In Seattle, Mayor Jenny Durkan has promised to veto legislation repealing a $4-an-hour hazard pay raise for grocery workers, which has been in place for nearly a year in some major West Coast cities, including Los Angeles and Berkeley and Long Beach, California.
“Now is not the time to roll back the pay for these critical front-line workers,” the Democratic mayor said earlier this week.
Unions representing health care workers gripe that far too many hospitals failed to fill staff vacancies or to retain pandemic-weary staff.
For example, there are 1,500 nursing vacancies in New York’s three largest hospitals alone, or about double the number at the onset of the pandemic, said Carl Ginsberg, a spokesman for the 42,000-member New York State Nurses Association.
“There are not enough nurses to do the job right, and so there are situations where the units have dangerous conditions, where patients are in jeopardy,” he said.
In London, the U.K.’s omicron epicenter, a wave of staff absences is hitting hospitals just as COVID-19 admissions have doubled in three weeks. The latest surge will probably persist until mid-January, officials said.
“It wouldn’t take much to cause a crisis,” said David Oliver, a consultant physician at a hospital in southeast England.
The operators of U.S. nursing homes, which were crippled by some of the deadliest COVID-19 outbreaks early in the pandemic, are among those pleading for officials to do more.
While cases in long-term care facilities have not risen sharply yet, the industry is bracing for omicron with 15% fewer workers today than when the pandemic began, said Rachel Reeves, a spokesperson for the American Health Care Association and the National Center for Assisted Living, an industry trade group.
Nursing homes historically struggle to compete with other health care operators because their pay rates are effectively fixed by the government, she said, so providers hope President Joe Biden’s administration can boost Medicaid funding and create staff recruitment and retention programs.

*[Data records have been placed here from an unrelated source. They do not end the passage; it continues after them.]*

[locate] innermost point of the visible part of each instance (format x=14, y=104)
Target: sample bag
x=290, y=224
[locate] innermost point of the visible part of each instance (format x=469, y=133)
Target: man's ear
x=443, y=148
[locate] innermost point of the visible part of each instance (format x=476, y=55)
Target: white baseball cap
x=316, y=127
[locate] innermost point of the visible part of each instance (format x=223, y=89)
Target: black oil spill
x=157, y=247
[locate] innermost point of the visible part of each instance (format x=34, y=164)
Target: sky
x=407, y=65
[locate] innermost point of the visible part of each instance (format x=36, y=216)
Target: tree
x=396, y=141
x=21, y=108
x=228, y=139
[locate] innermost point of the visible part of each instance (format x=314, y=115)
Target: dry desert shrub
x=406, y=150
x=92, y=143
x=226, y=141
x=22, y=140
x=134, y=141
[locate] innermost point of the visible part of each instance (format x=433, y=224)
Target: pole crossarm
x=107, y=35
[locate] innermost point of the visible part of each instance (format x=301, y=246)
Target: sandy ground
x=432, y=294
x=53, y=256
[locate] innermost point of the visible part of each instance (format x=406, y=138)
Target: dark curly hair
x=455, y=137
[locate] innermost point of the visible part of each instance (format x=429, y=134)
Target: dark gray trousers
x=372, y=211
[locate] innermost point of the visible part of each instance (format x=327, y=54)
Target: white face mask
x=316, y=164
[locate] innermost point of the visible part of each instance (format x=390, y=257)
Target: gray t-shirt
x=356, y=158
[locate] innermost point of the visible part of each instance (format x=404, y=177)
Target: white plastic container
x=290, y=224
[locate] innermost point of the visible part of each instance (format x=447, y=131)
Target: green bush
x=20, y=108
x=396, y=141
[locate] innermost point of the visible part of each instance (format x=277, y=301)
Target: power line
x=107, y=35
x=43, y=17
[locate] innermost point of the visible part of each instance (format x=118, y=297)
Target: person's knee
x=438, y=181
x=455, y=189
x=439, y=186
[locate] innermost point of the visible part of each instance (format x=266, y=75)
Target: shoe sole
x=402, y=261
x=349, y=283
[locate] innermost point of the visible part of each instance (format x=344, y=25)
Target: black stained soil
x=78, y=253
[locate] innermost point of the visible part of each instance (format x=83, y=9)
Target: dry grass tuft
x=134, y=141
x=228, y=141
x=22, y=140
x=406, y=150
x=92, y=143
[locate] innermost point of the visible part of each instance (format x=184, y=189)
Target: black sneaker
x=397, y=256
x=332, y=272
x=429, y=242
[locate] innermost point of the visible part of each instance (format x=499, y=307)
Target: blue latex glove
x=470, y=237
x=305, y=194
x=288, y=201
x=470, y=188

“Caregivers are burned out,” Reeves said. “Not only have many experienced tremendous loss, it has been exhausting — physically and emotionally — battling this virus day in and day out.”
Biden’s $1.9 trillion coronavirus relief plan provides $350 billion for state and local governments to provide “premium pay” to essential workers.
States are also using other buckets of pandemic funds to bolster their workforce.
In West Virginia, Gov. Jim Justice said Tuesday that his administration will use $48 million of the state’s remaining CARES Act money on recruiting and training nurses to meet a goal of adding more than 2,000 new nurses over the next four years.